James Patrick (“Jim”) Walsh: PhD, Assistant Professor of Political Science, UC-Denver, and founder of the Romero Theater Troupe, which recently received the National Education Association’s Cesar Chavez Human and Civil Rights Award.
“The Center for the Study of Academic Labor is a new and dynamic initiative at Colorado State University, designed to help us all more fully understand the shifting nature of academic employment and the potential, transformative impact on the mission, culture, and character of U.S. colleges and universities.
As a comprehensive research university fully committed to a world-class residential learning experience for our undergraduates, tenured faculty represent the backbone of our university. Yet, as with many universities, the first experiences of the students we have worked so hard to recruit – and whose success is our reason for being – often come from our non-tenure-track colleagues. These are highly qualified, talented, and committed scholars who have, for too long, been asked to do too much for too little with too little support and recognition.

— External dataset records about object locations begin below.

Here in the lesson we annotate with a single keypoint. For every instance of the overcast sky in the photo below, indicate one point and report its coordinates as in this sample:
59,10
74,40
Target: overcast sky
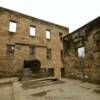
69,13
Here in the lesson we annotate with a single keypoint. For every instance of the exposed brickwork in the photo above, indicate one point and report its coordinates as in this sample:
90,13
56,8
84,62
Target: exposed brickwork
10,66
87,36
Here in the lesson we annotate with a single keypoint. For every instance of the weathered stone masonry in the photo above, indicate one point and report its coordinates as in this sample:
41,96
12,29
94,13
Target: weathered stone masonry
87,36
21,40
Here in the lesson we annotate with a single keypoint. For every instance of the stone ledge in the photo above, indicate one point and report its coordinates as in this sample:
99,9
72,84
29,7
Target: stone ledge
9,79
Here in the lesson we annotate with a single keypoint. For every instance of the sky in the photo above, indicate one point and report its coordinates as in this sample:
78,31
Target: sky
70,13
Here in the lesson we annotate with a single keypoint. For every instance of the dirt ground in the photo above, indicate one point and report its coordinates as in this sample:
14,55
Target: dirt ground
68,89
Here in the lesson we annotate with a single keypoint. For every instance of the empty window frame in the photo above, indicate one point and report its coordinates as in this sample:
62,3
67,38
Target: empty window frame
81,55
12,26
61,36
61,55
32,50
32,31
49,55
81,52
10,49
48,34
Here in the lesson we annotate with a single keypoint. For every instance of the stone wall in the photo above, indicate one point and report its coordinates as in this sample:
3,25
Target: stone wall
87,36
11,66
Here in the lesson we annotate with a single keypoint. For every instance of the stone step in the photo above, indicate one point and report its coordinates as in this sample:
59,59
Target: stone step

My own daughters have come home with examples of wonderful experiences with non-tenure-track faculty members, reminding me of the critical impact these educators are making. This underscores for me how, in turn, we have a responsibility to assure all members of our community have fair pay, benefits, a level of job security, respect, and a voice in shared governance.
Underpinning all of these at an academic institution is the protection of academic freedom, and the CSAL is, itself, a powerful example of why academic freedom and open expression must be preserved as cornerstone values. Through art, information sharing, research, and analysis, we are able to question the foundations and practices of institutions and structures – including our own. To fully and openly address questions related to the evolving academic workforce can often involve difficult challenges to the status quo, whether that status quo is defined by administrative procedure or academic tradition. But these questions simply must be asked, the answers debated – and the CSAL will serve as a powerful force in those conversations.
I am proud to join with my CSAL colleagues in encouraging thoughtful and scholarly exploration of the various forces and pressures that influence the academic labor market, the opportunities we have to transform the role of contingent faculty as full and equal members of the academic labor force, and barriers that hinder our progress. Thank you for joining the conversation.”